The menu is fresh, light and creative, in line with what Delfina is doing over in the Mission, but with a unique, rustic sensibility that sets it apart. Ricotta and chard involtini get a kick from not-too-spicy radish and whole olive garnish ($7). Shredded cold tuna conserva, a very traditional dish, comes savory with chopped dandelion greens and breadcrumbs ($9), perfect with a glass of dry, butterscotchy white Fiano D'Avellino from Campania, the only wine produced by maker Clelia Romano.
Shelley Lindgren (Bacar, Fleur de Lys), the sommelier and co-owner, provides an uncanny list of obscure regional Italian wines, with a sizable Prosecco selection and a battery of producers and varietals we'd never seen before. She buzzes about the room all night delivering delicate stemware and explaining wines to the patrons, many of whom are of a more mature, culturally edgy demographic than one might stereotypically expect in the Marina.

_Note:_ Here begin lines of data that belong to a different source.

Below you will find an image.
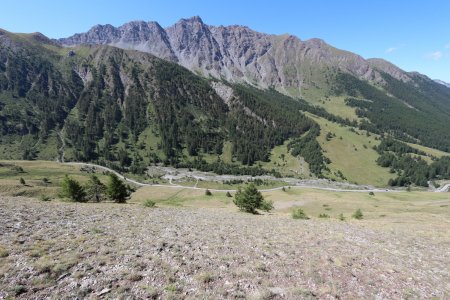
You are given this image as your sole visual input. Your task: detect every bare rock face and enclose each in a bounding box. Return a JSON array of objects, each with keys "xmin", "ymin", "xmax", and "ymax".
[{"xmin": 59, "ymin": 17, "xmax": 410, "ymax": 89}]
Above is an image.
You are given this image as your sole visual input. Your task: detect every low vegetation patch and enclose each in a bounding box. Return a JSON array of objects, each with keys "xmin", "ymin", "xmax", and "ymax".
[
  {"xmin": 144, "ymin": 199, "xmax": 156, "ymax": 207},
  {"xmin": 233, "ymin": 183, "xmax": 273, "ymax": 214},
  {"xmin": 292, "ymin": 208, "xmax": 309, "ymax": 220},
  {"xmin": 352, "ymin": 208, "xmax": 364, "ymax": 220}
]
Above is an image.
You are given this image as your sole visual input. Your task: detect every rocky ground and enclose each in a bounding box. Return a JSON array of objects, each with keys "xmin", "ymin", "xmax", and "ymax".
[{"xmin": 0, "ymin": 198, "xmax": 450, "ymax": 299}]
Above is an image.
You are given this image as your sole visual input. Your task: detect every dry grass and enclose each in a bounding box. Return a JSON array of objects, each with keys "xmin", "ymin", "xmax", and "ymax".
[{"xmin": 0, "ymin": 196, "xmax": 450, "ymax": 299}]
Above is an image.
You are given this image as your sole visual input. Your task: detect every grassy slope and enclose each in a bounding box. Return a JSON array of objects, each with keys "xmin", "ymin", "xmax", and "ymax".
[
  {"xmin": 0, "ymin": 161, "xmax": 111, "ymax": 197},
  {"xmin": 261, "ymin": 141, "xmax": 311, "ymax": 178},
  {"xmin": 310, "ymin": 115, "xmax": 392, "ymax": 186}
]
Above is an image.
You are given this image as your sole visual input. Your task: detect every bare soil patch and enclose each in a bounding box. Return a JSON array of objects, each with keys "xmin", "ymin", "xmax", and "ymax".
[{"xmin": 0, "ymin": 197, "xmax": 450, "ymax": 299}]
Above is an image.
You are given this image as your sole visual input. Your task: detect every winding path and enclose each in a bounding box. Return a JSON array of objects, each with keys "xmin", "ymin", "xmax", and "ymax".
[{"xmin": 63, "ymin": 162, "xmax": 408, "ymax": 193}]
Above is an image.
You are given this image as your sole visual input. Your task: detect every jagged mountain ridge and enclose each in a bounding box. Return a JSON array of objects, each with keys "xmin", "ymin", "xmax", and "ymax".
[
  {"xmin": 434, "ymin": 79, "xmax": 450, "ymax": 89},
  {"xmin": 59, "ymin": 17, "xmax": 410, "ymax": 90}
]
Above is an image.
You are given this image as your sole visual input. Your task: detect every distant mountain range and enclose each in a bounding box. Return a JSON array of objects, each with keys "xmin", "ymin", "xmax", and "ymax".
[
  {"xmin": 434, "ymin": 79, "xmax": 450, "ymax": 88},
  {"xmin": 59, "ymin": 17, "xmax": 411, "ymax": 92},
  {"xmin": 0, "ymin": 17, "xmax": 450, "ymax": 185}
]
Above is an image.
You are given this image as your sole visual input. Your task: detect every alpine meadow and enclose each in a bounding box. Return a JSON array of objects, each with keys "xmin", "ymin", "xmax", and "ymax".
[{"xmin": 0, "ymin": 7, "xmax": 450, "ymax": 299}]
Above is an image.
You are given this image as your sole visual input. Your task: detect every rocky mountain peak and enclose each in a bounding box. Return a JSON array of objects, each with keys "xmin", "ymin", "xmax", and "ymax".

Our server was experienced, gracious, and knew the menu top to bottom, answering questions like, "What is scamorza?" with ease (it's a mild cow's milk cheese). A uniform that requires only a black outfit of the server's choosing lends to the casual feel of the place, and a vintage foosball table between the front bar and the rear dining room defuses any pretension that may seep in from the chilly outdoors.
As a middle course, we shared a giant, thin-crust pizza with chanterelle and hen-of-the-woods mushrooms, smoked provola, pecorino, olive oil and arugula ($13), which easily could serve as an entree for two. Hille uses only the toppings actually used in Naples, so pizzas also come with fresh tomato sauce and items like escarole, anchovy, and manila clams. Note that so far, everything has been seasoned well enough that the coarse salt shaker and pepper grinder at each table are fairly unnecessary.
While our braised pork breast entree with chestnuts, olives and garlic ($17.50) was completely outstanding, original, and oddly light in character, our petrale sole with celery, capers, anchovy and a wedge of Seville orange ($17) was far too subtle to stand up to all of the flavorful dishes we'd has thus far. Sides like dinosaur kale with sofrito and a perfectly dressed salad of chicories and lettuce add a fun variety to the main course. Other options include classics like orechiette pasta with broccoli rabe ($8/$14), and butter bean and octopus zuppa over grilled bread ($8).
For dessert we had a stunning, frozen hazelnut semifreddo with diced pear and shaved chocolate ($6) and a very dear dessert wine that satisfied my dining companion's craving for tawny port. (Currently, the bar serves beer and wine only). While the mocha and pistachio gelatos didn't sing, the lemon sorbetto ($5) was museum quality, worth a trip to the bar just for a bowl of it on a warm night.
A16 provides the sophisticated, unpretentious cuisine and atmosphere of a world-class neighborhood destination restaurant, and we're happy to recommend it for any affair. There's even room in the back dining area to seat a party of 10 or so, and as of March 2004, weeknights are more hopping than weekends, so you can probably have a leisurely Friday night dinner at A16 while everyone else tries to cram in elsewhere.